We all receive them – those presents that do not quite match our Christmas expectations – the socks from Grandma or the out-of-date chocolates. According to Joel Waldfogel, a neo-classical economist, Christmas giving is economically inefficient. This inefficiency arises because the gift giving is done by someone other than the final consumer and so the present might not satisfy the recipient’s preferences. Waldfogel estimates that giving ‘destroys’ between 10% and 30% of the value of a gift.  His measurement of satisfaction uses economic terms and echoes the works of F W Taylor and Adam Smith, who saw humans as rational beings motivated by self-interest, that can be satisfied by monetary payment. This may explain the increasing requests for gift vouchers or well, just money, when it comes to writing those ‘must-have’ lists for the festive season.

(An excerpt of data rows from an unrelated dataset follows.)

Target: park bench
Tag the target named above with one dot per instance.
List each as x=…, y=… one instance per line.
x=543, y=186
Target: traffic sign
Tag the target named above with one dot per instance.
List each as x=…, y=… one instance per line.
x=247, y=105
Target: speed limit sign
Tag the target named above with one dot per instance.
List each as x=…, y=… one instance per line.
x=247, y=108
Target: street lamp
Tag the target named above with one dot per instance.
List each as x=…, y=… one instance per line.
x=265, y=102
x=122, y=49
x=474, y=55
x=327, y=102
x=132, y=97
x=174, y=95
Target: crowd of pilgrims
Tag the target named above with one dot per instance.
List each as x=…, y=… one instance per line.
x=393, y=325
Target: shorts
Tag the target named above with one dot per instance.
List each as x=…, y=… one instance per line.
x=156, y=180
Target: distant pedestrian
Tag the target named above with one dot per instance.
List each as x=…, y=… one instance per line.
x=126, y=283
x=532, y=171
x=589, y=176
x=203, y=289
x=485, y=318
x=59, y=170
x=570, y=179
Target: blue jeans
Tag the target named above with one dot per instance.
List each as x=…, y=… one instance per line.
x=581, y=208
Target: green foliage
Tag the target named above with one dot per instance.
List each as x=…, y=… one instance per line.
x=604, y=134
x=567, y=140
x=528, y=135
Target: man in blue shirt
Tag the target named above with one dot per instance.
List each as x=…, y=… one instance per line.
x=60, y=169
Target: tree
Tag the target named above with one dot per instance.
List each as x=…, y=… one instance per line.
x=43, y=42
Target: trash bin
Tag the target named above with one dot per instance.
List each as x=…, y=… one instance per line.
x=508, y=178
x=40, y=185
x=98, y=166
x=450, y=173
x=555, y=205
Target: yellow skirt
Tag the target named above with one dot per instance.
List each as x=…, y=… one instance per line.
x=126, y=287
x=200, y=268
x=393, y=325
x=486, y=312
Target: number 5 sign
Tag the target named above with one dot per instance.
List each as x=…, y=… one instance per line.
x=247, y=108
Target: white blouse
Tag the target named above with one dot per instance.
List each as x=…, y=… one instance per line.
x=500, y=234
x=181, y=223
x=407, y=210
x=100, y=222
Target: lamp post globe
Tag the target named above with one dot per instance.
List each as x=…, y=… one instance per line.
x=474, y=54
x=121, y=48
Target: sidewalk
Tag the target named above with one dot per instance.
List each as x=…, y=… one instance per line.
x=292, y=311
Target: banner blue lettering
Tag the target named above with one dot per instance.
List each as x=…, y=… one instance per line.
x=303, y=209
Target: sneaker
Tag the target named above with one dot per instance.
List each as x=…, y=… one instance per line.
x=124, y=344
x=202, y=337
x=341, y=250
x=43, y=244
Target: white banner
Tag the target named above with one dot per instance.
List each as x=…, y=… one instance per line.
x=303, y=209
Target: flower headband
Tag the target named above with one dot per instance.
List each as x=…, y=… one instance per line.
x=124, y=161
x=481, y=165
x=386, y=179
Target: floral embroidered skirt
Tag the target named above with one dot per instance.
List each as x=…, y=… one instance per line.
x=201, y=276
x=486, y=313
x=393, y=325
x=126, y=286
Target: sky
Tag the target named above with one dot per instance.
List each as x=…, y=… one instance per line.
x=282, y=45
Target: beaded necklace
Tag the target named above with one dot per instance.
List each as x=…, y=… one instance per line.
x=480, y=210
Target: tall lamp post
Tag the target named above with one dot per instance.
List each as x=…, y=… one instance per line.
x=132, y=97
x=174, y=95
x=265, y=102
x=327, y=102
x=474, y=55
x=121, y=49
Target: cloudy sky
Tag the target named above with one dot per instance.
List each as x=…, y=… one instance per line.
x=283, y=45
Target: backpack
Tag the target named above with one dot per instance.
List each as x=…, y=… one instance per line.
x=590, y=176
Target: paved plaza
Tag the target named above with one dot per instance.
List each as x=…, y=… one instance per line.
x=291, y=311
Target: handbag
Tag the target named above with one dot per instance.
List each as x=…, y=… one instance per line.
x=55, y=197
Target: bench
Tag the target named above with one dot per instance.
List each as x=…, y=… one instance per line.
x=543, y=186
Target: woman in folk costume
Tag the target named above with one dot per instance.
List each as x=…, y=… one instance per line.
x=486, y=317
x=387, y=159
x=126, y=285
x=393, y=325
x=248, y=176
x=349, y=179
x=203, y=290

However, in his article in The Conversation, Kevin Albertson maintains that when measuring the value of gifts Waldfogel fails to consider how much value is added, even to a simple pair of socks, by the fondness with which the gift is given. Albertson draws on the work of Abraham Maslow and his Hierarchy of Needs, who believed that human beings have internal needs and motivations, which are not satisfied solely by self-interest, but also by higher goals, such as self-actualisation. In other words, on Christmas day, although we may not desire the socks we receive, or respect their economic value, we can understand that the gift was given with affection, which provides additional satisfaction. Albertson also points to behavioural economists who show that tolerating, even encouraging, greed is likely to lead to an increase in amoral behaviour while generous people who are more likely to be happy. Financial self-interest, may be a motivator in the field of business, but if we promote a solely mercenary focus in human interactions, such as present giving, we risk crowding out higher and more satisfying motivations.

Happy Christmas. Enjoy the receiving, but also the giving!